Because of her quick thinking, and extraordinary bravery, Bhanot was able to keep the plane from taking off, helped to stall the hijackers, and limited the massacre to 22 dead.  It had been believed that the hijackers intended to use the plane to pick up Palestinian prisoners in Cyprus and Israel.  However, in 2006 one of the hostages wrote that he’d heard the hijackers discussing the plan of crashing the plane into a target in Israel.

All four hijackers were eventually arrested and sentenced to life in prison.  By 2008, though, all four hijackers had been released.

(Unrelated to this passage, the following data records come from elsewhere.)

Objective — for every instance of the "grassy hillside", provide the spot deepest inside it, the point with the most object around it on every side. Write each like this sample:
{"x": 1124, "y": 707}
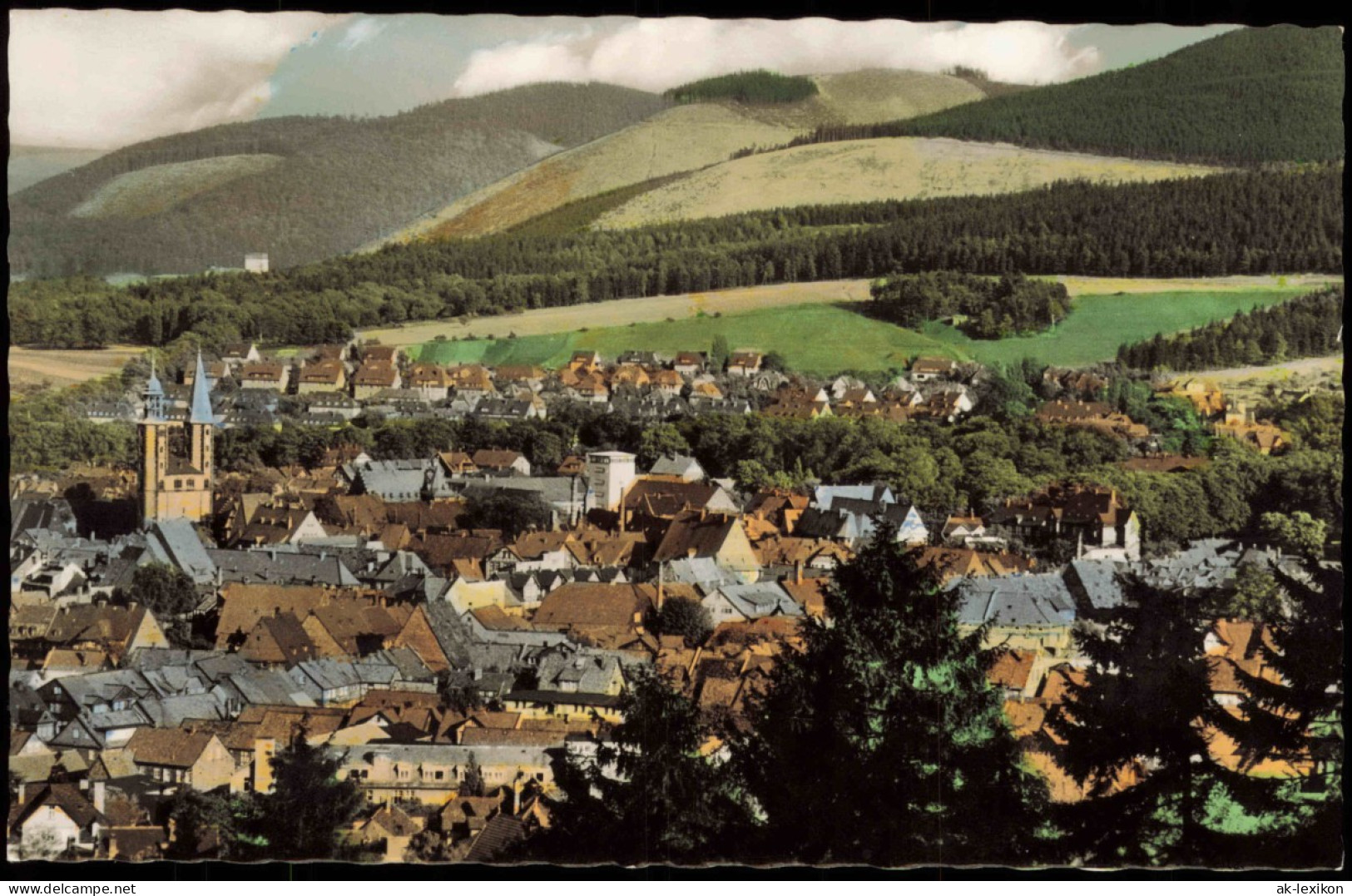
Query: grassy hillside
{"x": 1256, "y": 95}
{"x": 824, "y": 338}
{"x": 1233, "y": 223}
{"x": 683, "y": 140}
{"x": 158, "y": 188}
{"x": 341, "y": 183}
{"x": 865, "y": 171}
{"x": 28, "y": 165}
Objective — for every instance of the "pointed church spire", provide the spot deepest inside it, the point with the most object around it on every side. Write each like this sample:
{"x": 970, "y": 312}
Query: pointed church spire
{"x": 201, "y": 396}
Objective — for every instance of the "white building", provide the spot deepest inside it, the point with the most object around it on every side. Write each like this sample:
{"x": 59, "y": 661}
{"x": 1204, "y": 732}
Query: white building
{"x": 609, "y": 476}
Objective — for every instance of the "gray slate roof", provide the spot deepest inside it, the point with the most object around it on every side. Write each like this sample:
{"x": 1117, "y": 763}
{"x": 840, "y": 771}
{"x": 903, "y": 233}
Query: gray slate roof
{"x": 177, "y": 542}
{"x": 280, "y": 568}
{"x": 761, "y": 599}
{"x": 1016, "y": 601}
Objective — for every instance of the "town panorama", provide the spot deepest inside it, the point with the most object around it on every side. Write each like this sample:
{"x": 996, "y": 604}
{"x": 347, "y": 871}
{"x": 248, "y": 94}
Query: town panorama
{"x": 675, "y": 443}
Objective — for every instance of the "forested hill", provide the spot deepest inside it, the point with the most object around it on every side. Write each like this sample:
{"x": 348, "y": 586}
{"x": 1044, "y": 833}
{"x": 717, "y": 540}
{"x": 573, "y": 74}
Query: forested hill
{"x": 298, "y": 188}
{"x": 1250, "y": 97}
{"x": 1236, "y": 223}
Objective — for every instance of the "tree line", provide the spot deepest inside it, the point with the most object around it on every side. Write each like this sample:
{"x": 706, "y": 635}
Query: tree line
{"x": 1304, "y": 327}
{"x": 745, "y": 87}
{"x": 1236, "y": 223}
{"x": 342, "y": 183}
{"x": 993, "y": 309}
{"x": 1247, "y": 97}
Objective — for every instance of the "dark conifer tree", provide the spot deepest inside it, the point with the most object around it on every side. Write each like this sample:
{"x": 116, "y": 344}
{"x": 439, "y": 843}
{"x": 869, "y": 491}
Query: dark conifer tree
{"x": 883, "y": 741}
{"x": 1135, "y": 734}
{"x": 648, "y": 795}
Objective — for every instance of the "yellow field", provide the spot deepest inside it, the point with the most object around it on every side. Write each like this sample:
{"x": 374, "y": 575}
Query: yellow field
{"x": 153, "y": 190}
{"x": 869, "y": 171}
{"x": 1255, "y": 385}
{"x": 621, "y": 313}
{"x": 683, "y": 140}
{"x": 34, "y": 367}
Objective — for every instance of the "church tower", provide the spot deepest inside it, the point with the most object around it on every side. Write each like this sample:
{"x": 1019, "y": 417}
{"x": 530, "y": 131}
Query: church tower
{"x": 177, "y": 467}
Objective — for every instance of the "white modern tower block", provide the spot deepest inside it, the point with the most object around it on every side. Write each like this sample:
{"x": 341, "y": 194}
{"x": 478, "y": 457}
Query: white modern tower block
{"x": 609, "y": 474}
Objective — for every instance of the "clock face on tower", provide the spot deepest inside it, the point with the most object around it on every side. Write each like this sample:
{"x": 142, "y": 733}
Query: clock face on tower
{"x": 176, "y": 454}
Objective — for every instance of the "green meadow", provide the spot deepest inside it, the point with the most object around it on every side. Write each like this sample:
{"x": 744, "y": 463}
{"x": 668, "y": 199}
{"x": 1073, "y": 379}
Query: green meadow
{"x": 825, "y": 339}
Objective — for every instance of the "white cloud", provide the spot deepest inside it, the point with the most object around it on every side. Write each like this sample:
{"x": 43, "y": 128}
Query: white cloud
{"x": 111, "y": 77}
{"x": 655, "y": 54}
{"x": 360, "y": 32}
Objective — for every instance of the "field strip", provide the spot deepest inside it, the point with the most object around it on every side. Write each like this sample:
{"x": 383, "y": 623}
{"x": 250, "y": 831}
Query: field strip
{"x": 67, "y": 367}
{"x": 1301, "y": 368}
{"x": 621, "y": 313}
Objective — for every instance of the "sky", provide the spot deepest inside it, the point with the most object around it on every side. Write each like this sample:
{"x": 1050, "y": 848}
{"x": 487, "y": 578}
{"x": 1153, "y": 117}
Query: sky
{"x": 111, "y": 77}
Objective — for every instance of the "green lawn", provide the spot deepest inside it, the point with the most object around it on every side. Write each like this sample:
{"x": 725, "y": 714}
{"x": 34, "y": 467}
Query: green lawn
{"x": 1098, "y": 324}
{"x": 825, "y": 339}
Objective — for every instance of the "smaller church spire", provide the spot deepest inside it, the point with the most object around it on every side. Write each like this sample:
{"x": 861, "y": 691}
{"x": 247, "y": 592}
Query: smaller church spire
{"x": 201, "y": 396}
{"x": 155, "y": 395}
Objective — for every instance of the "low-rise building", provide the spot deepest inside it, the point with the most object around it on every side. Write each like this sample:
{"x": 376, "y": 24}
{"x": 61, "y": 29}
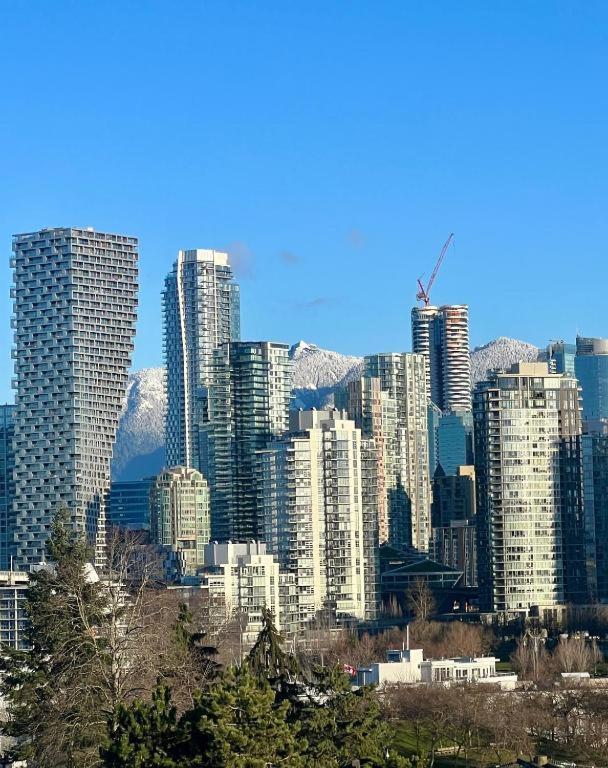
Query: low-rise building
{"x": 410, "y": 666}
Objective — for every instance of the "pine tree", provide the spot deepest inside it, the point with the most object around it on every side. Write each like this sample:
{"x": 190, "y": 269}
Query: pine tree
{"x": 52, "y": 689}
{"x": 344, "y": 727}
{"x": 237, "y": 723}
{"x": 145, "y": 735}
{"x": 267, "y": 660}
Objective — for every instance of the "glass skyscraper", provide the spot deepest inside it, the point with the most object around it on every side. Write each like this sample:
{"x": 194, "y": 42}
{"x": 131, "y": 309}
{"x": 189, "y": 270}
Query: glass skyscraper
{"x": 75, "y": 294}
{"x": 7, "y": 486}
{"x": 201, "y": 311}
{"x": 560, "y": 357}
{"x": 441, "y": 334}
{"x": 591, "y": 366}
{"x": 129, "y": 504}
{"x": 248, "y": 404}
{"x": 179, "y": 516}
{"x": 528, "y": 460}
{"x": 405, "y": 424}
{"x": 455, "y": 441}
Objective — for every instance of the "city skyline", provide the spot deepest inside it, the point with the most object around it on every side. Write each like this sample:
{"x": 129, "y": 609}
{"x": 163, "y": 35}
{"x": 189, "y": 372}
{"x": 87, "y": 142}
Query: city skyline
{"x": 409, "y": 147}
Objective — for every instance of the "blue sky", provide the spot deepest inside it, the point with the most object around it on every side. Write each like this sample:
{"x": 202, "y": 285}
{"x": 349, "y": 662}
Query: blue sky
{"x": 332, "y": 146}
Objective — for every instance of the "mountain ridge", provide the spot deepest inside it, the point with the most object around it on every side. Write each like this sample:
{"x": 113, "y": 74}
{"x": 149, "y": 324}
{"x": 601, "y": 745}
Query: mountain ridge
{"x": 317, "y": 373}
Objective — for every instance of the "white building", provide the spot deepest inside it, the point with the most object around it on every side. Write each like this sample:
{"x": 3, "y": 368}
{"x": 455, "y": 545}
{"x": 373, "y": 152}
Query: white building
{"x": 409, "y": 666}
{"x": 201, "y": 310}
{"x": 75, "y": 293}
{"x": 311, "y": 504}
{"x": 245, "y": 579}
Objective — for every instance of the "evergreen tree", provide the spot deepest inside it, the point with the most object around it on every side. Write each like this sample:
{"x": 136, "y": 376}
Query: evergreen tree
{"x": 145, "y": 735}
{"x": 237, "y": 723}
{"x": 52, "y": 689}
{"x": 342, "y": 726}
{"x": 267, "y": 660}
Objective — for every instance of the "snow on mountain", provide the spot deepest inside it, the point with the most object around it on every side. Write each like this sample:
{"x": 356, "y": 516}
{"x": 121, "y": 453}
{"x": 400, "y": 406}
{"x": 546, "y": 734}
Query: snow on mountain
{"x": 318, "y": 372}
{"x": 315, "y": 368}
{"x": 139, "y": 450}
{"x": 500, "y": 353}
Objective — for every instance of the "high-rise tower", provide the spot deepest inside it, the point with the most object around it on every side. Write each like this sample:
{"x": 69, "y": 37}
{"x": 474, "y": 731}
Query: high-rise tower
{"x": 405, "y": 441}
{"x": 74, "y": 318}
{"x": 7, "y": 486}
{"x": 249, "y": 398}
{"x": 528, "y": 462}
{"x": 201, "y": 311}
{"x": 315, "y": 498}
{"x": 441, "y": 334}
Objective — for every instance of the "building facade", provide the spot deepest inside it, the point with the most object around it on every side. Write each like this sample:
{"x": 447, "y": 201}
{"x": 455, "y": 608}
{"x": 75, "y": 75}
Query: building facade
{"x": 560, "y": 357}
{"x": 179, "y": 516}
{"x": 201, "y": 311}
{"x": 312, "y": 503}
{"x": 375, "y": 414}
{"x": 441, "y": 335}
{"x": 595, "y": 484}
{"x": 75, "y": 293}
{"x": 248, "y": 404}
{"x": 455, "y": 441}
{"x": 7, "y": 486}
{"x": 13, "y": 611}
{"x": 529, "y": 489}
{"x": 129, "y": 504}
{"x": 244, "y": 580}
{"x": 405, "y": 437}
{"x": 591, "y": 368}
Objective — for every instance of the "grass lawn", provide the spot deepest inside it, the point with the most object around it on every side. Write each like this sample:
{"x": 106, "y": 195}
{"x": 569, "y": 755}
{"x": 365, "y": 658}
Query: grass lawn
{"x": 405, "y": 744}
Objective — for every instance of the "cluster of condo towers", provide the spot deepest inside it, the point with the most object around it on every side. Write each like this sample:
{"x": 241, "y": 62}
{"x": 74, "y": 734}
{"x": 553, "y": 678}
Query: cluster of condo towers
{"x": 324, "y": 489}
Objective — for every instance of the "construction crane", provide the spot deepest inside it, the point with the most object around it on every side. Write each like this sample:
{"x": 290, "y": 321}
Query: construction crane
{"x": 424, "y": 293}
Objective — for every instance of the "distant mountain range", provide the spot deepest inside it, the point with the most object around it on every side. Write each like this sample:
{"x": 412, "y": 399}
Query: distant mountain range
{"x": 139, "y": 450}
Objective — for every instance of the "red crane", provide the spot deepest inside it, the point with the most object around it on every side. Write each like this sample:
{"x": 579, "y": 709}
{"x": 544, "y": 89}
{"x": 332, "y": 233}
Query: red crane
{"x": 424, "y": 293}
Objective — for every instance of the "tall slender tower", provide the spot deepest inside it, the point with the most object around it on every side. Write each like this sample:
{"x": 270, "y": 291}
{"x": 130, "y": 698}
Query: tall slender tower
{"x": 7, "y": 485}
{"x": 201, "y": 311}
{"x": 249, "y": 399}
{"x": 405, "y": 438}
{"x": 319, "y": 515}
{"x": 74, "y": 318}
{"x": 441, "y": 334}
{"x": 528, "y": 458}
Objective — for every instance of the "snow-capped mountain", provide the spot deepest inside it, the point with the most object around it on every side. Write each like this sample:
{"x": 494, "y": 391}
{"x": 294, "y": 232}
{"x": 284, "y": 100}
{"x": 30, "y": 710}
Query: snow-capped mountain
{"x": 317, "y": 373}
{"x": 500, "y": 353}
{"x": 314, "y": 368}
{"x": 140, "y": 449}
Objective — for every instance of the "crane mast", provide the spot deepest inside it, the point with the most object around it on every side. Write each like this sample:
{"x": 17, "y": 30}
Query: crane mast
{"x": 423, "y": 293}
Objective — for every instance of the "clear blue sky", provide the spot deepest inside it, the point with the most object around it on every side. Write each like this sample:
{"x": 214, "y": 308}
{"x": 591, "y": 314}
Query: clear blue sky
{"x": 331, "y": 145}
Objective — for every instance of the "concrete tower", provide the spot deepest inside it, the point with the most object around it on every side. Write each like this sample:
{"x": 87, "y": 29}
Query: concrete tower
{"x": 74, "y": 318}
{"x": 201, "y": 311}
{"x": 441, "y": 334}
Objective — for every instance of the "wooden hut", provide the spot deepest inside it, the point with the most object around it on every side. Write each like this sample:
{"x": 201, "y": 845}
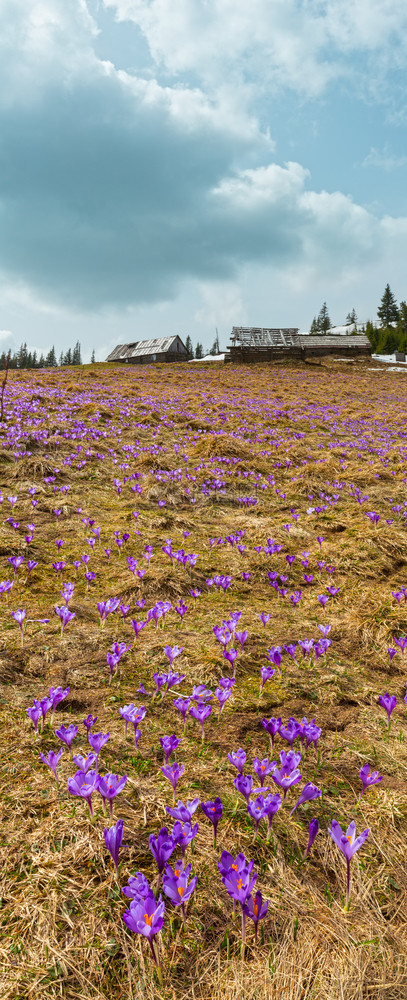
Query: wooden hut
{"x": 147, "y": 352}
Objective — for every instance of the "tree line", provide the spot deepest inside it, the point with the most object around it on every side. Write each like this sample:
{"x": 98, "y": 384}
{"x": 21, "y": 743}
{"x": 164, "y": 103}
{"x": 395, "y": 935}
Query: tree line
{"x": 386, "y": 336}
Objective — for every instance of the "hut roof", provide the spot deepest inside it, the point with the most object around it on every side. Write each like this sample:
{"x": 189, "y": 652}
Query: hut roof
{"x": 141, "y": 348}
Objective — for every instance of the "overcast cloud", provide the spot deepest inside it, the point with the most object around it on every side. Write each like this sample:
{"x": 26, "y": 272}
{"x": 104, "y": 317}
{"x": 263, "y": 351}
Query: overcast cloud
{"x": 144, "y": 166}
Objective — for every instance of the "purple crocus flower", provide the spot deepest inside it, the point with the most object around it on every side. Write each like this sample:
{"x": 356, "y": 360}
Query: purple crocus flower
{"x": 263, "y": 768}
{"x": 273, "y": 655}
{"x": 272, "y": 726}
{"x": 238, "y": 759}
{"x": 228, "y": 863}
{"x": 285, "y": 779}
{"x": 137, "y": 887}
{"x": 65, "y": 616}
{"x": 200, "y": 713}
{"x": 266, "y": 675}
{"x": 146, "y": 917}
{"x": 56, "y": 695}
{"x": 97, "y": 741}
{"x": 290, "y": 760}
{"x": 137, "y": 627}
{"x": 85, "y": 764}
{"x": 348, "y": 843}
{"x": 312, "y": 832}
{"x": 291, "y": 731}
{"x": 19, "y": 616}
{"x": 272, "y": 804}
{"x": 239, "y": 886}
{"x": 183, "y": 813}
{"x": 89, "y": 722}
{"x": 256, "y": 909}
{"x": 169, "y": 745}
{"x": 308, "y": 793}
{"x": 182, "y": 705}
{"x": 34, "y": 713}
{"x": 183, "y": 834}
{"x": 176, "y": 887}
{"x": 173, "y": 772}
{"x": 84, "y": 785}
{"x": 213, "y": 811}
{"x": 45, "y": 704}
{"x": 368, "y": 779}
{"x": 388, "y": 702}
{"x": 173, "y": 652}
{"x": 173, "y": 679}
{"x": 113, "y": 839}
{"x": 222, "y": 694}
{"x": 67, "y": 735}
{"x": 52, "y": 761}
{"x": 257, "y": 810}
{"x": 244, "y": 785}
{"x": 160, "y": 682}
{"x": 161, "y": 848}
{"x": 110, "y": 785}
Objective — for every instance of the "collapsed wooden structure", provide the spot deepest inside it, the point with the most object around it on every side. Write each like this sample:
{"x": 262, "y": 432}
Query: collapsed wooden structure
{"x": 253, "y": 344}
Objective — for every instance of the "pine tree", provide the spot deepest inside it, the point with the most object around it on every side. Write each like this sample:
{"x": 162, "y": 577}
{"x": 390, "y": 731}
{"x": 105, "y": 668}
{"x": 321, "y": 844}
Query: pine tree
{"x": 76, "y": 354}
{"x": 22, "y": 356}
{"x": 402, "y": 323}
{"x": 372, "y": 334}
{"x": 323, "y": 321}
{"x": 51, "y": 359}
{"x": 387, "y": 311}
{"x": 215, "y": 346}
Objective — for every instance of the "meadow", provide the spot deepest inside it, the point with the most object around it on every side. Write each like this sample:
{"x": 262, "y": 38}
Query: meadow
{"x": 232, "y": 540}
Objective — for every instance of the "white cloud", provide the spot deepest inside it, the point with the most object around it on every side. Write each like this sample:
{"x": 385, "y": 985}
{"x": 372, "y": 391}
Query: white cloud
{"x": 289, "y": 43}
{"x": 221, "y": 306}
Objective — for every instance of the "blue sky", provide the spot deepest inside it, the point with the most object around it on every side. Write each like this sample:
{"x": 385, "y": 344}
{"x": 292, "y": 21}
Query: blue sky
{"x": 172, "y": 166}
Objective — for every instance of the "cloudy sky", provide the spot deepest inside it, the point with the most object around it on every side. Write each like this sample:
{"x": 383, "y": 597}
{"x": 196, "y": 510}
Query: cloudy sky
{"x": 172, "y": 166}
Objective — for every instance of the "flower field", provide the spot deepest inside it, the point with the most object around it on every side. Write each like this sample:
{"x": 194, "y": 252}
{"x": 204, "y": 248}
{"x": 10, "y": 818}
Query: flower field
{"x": 203, "y": 667}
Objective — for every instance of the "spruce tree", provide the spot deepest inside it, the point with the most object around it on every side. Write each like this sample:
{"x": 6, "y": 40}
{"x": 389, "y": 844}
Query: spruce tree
{"x": 402, "y": 323}
{"x": 76, "y": 354}
{"x": 387, "y": 311}
{"x": 323, "y": 321}
{"x": 51, "y": 359}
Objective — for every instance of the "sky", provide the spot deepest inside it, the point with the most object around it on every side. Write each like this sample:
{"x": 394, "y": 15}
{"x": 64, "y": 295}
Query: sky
{"x": 177, "y": 166}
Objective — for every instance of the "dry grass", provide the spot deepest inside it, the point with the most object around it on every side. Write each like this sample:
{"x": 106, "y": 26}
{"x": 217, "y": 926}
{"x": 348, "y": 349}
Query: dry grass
{"x": 61, "y": 906}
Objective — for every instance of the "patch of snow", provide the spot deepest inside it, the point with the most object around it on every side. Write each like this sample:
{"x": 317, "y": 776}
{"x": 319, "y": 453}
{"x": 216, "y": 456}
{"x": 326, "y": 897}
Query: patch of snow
{"x": 209, "y": 357}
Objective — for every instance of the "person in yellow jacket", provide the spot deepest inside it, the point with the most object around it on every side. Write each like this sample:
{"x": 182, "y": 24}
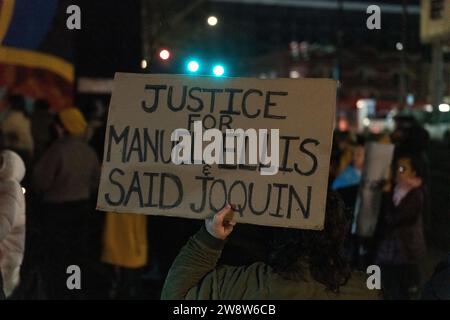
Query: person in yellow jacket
{"x": 125, "y": 248}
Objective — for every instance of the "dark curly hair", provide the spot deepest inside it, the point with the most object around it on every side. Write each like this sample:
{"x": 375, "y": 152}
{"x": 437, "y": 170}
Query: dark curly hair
{"x": 322, "y": 251}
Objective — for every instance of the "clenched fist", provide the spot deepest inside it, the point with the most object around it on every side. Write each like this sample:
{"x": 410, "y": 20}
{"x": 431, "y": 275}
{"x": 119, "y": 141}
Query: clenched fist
{"x": 221, "y": 224}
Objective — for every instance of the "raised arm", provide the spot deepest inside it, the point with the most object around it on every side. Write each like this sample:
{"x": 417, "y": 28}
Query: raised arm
{"x": 199, "y": 256}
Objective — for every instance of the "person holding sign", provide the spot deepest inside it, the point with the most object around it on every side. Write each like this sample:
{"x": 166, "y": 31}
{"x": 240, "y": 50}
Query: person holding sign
{"x": 304, "y": 264}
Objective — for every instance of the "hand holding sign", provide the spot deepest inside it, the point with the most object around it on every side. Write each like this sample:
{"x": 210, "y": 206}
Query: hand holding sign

Bhanot was posthumously honored with India’s highest peacetime medal of bravery, the Ashok Chakra Award.  She was the first woman, and the youngest person, to receive this distinction.  Her parents and Pan Am Airlines honored her memory by establishing the Neerja Bhanot Pan Am Trust, which awards prize money each year to one flight crew member worldwide and one Indian woman who act with remarkable courage for social justice.

Almost exactly fifteen years before 9/11, Neerja Bhanot showed once again that there is nothing more powerful than the willingness to die in order to save lives.  It’s the opposite of terrorism, and the stuff of greatness.


Neerja Bhanot is a hero you should know.  And I‘m Dr. Ross Porter.